When Tony Chedrawee arrived at Rensselaer Polytechnic Institute and found no consulting club, he created one. When he wanted an internship with a United Nations commission in Lebanon, he applied for and received one, despite the fact that no such position was advertised. Over and over, he has forged his own path to success.
After graduating from the Lally School of Management at Rensselaer, he plans to channel this spirit into launching a business aimed at solving some of the world’s most pressing environmental challenges.
“I’m trying to understand and solve the hurdles our society has to overcome for the world to be a livable place in 50 years,” Chedrawee said. “Agriculture, specifically livestock farming, is a massive sustainability problem.”
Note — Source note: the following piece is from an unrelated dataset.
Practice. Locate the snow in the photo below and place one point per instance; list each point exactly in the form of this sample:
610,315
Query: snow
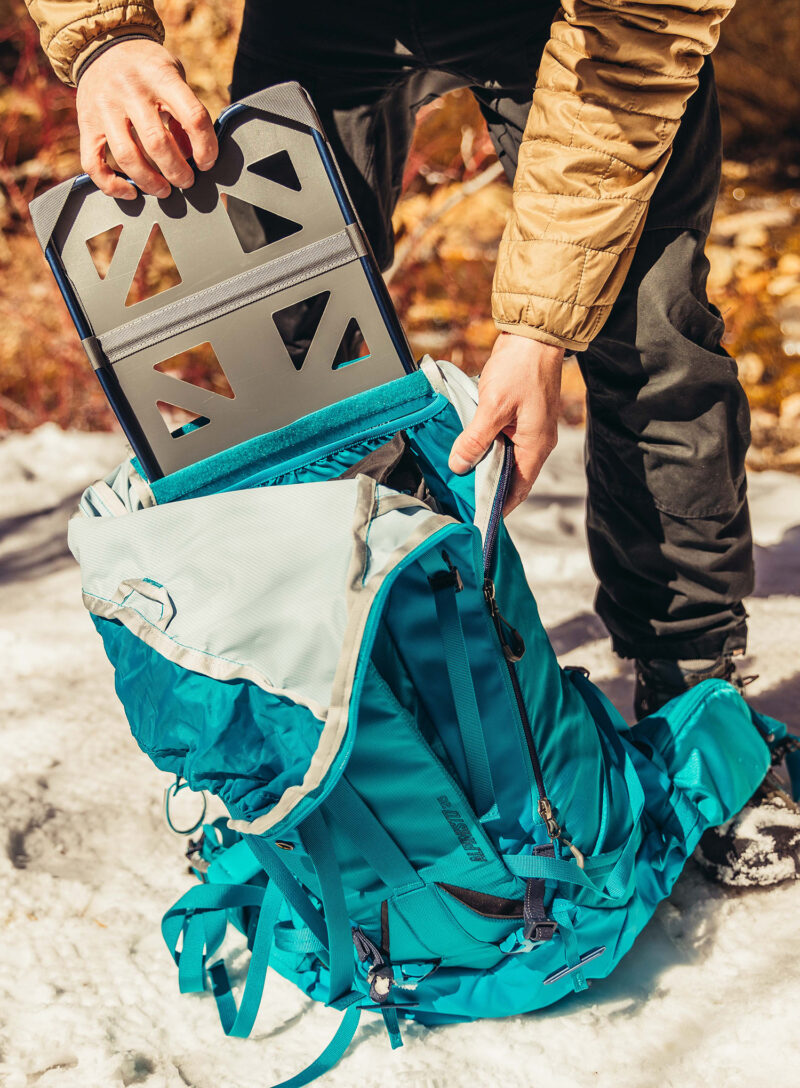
88,996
Current methods for farming protein, such as livestock farming, take up a large percentage of the Earth’s habitable land and contribute a significant amount of greenhouse gases to the atmosphere. He’s working to launch his business, Novento Foods, which aims to reduce the waste and pollution associated with such methods by promoting entomophagy, the practice of eating insects.
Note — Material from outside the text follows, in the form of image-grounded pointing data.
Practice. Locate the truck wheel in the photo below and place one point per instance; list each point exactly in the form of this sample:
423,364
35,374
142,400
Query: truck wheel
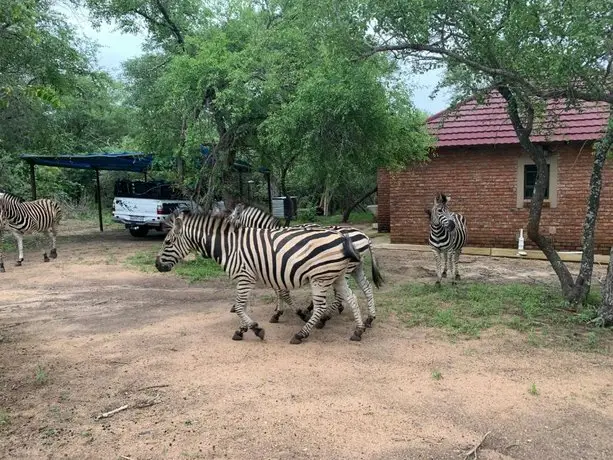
139,231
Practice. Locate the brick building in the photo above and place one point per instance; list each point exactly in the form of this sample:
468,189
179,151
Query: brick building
480,165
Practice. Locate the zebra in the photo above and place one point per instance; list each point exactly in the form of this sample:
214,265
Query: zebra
447,237
280,259
251,216
23,217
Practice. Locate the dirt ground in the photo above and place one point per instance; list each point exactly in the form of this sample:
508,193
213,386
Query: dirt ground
87,333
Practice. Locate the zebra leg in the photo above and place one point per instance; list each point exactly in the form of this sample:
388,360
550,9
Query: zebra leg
282,297
349,297
319,291
19,239
456,260
437,258
2,270
243,289
53,252
360,277
45,257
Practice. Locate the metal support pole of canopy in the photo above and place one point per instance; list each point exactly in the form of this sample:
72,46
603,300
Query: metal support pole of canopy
99,198
269,193
33,180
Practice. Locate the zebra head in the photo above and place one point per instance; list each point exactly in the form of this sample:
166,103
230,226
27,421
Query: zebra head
235,216
440,216
176,245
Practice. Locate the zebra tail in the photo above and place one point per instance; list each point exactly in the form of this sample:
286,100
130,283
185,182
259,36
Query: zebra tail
350,250
376,274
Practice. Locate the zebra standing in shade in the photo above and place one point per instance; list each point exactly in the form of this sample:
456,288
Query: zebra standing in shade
23,217
251,216
447,237
280,259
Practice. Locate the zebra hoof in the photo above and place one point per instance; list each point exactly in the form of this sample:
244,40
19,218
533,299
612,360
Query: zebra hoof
259,332
304,316
322,322
238,335
356,337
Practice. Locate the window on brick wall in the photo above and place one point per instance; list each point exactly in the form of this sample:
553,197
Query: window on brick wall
526,177
530,180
Chedrawee is on a mission to help society overcome its fear of consuming insects. With over 2,000 species of edible insects in existence—all with their own tastes, textures, nutrients, and medical uses—there are many options for people to choose from, regardless of their dietary preferences, restrictions, and needs.
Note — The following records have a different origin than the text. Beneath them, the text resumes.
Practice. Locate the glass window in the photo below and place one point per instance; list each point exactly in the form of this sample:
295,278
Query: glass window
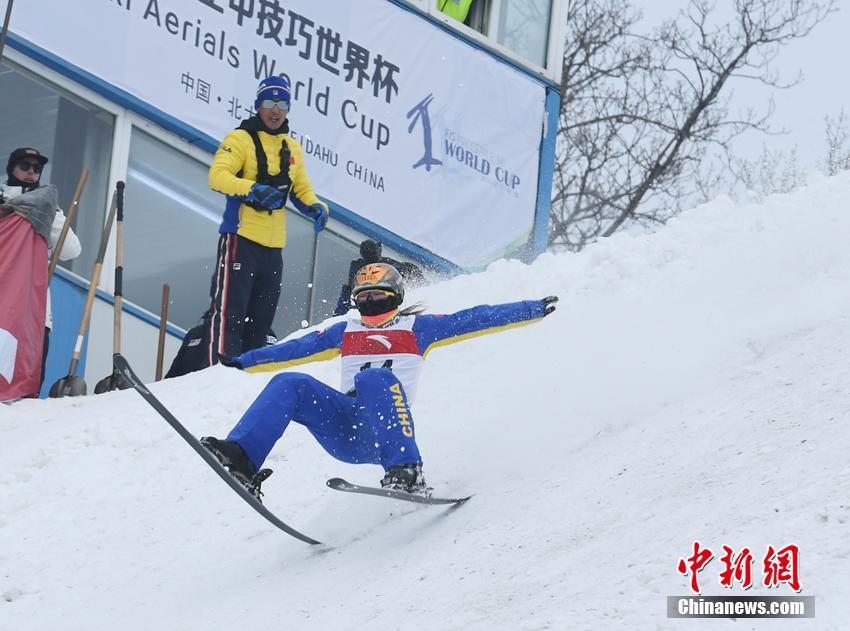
524,28
171,222
74,135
“It’s a whole area that hasn’t been fully explored yet,” he said. “We’ve known that these edible insects exist, but have only tried to farm two or three species industrially.”
Chedrawee’s business will focus both on educating people about the environmental benefits of farming insects for protein while also providing products for purchase that enable customers to easily incorporate entomophagy into their own diets, allowing them to receive the nutrition they need while actively contributing to a more sustainable world.
“I know people think it’s weird but people thought sushi was weird, people thought lobster was weird, and people thought snails were weird,” said Chedrawee. “I think worthwhile changes require a bit of audacity!”
A born entrepreneur, Chedrawee took full advantage of the entrepreneurial ecosystem at Rensselaer, such as the annual Rensselaer Business Model Competition and the biannual Change the World Challenge hosted by the Severino Center for Technological Entrepreneurship. These opportunities ultimately led to the development of the concept and mission of Novento Foods.
“The best thing I got from Lally and RPI was a community that always pushed me forward and urged me to reach my highest potential,” Chedrawee said. “That community would not have been satisfied seeing me go through school apathetically.”